Ironicamente, a aprendiz está matando o mestre em uma lenta agonia caracterizada por alguns detalhes. Quase sempre a orientação do mestre foi ignorada. Alguns dos pilares do lulismo, como a gestão política eficiente da base no Congresso e o diálogo com formadores de opinião, foram abandonados e/ou praticados de forma ineficiente. O diálogo regular realizado no Conselhão foi esquecido.

O antigo software de fazer política foi deixado de lado e o novo não funciona. Enquanto o gasto público foi capaz de blindar a popularidade do governo, correu tudo bem. A farra fiscal acabou e com ela o brilho artificial do governo. A narrativa lulista morreu de morte “matada”. E nada assumiu o seu lugar. O governo não tem uma narrativa e se envergonha dos caminhos escolhidos. Ainda que, patrioticamente, Dilma tenha aceitado sacrificar sua popularidade para tentar promover o ajuste fiscal.

Porém, o problema é mais grave do que fazer um ajuste. Dilma deve tentar construir uma nova narrativa que englobe o ajuste fiscal, suas razões e os caminhos a serem perseguidos. Até mesmo uma séria autocrítica deveria ser feita como ponto de partida. Não é o que ocorre. Dilma não construiu sua narrativa. Nem mesmo quando tinha mais de 60% de aprovação, no início de 2013. Naquela época, o governo estava embalado pelo final da era Lula. Quando o impulso acabou, revelou-se a face do insucesso. Foi uma época de fracassos assintomáticos.

Agora, premida pelo espectro do impeachment, com uma base política rachada e uma grave crise econômica e fiscal assolando o país, Dilma não tem muito tempo a perder. É hora de construir uma nova narrativa que atenda aos anseios da população. Como fazer? Isso é simples de planejar e difícil de executar. 
O planejamento deve contemplar os vários públicos e ter mensagens consistentes para cada um deles.
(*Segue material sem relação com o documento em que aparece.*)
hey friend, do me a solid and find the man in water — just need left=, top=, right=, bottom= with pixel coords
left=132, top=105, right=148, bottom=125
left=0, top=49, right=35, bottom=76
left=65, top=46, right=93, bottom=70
Porém, o difícil é abandonar os velhos hábitos e tecer uma narrativa que seja convincente e que, sobretudo, supere a desconfiança solidamente cevada nos últimos quatro anos.

Como disse o jornalista José Roberto Toledo, Dilma Rousseff perdeu a agenda social e a agenda econômica. Só lhe restou o cargo. Apegada a ele, tenta ensaiar uma resistência.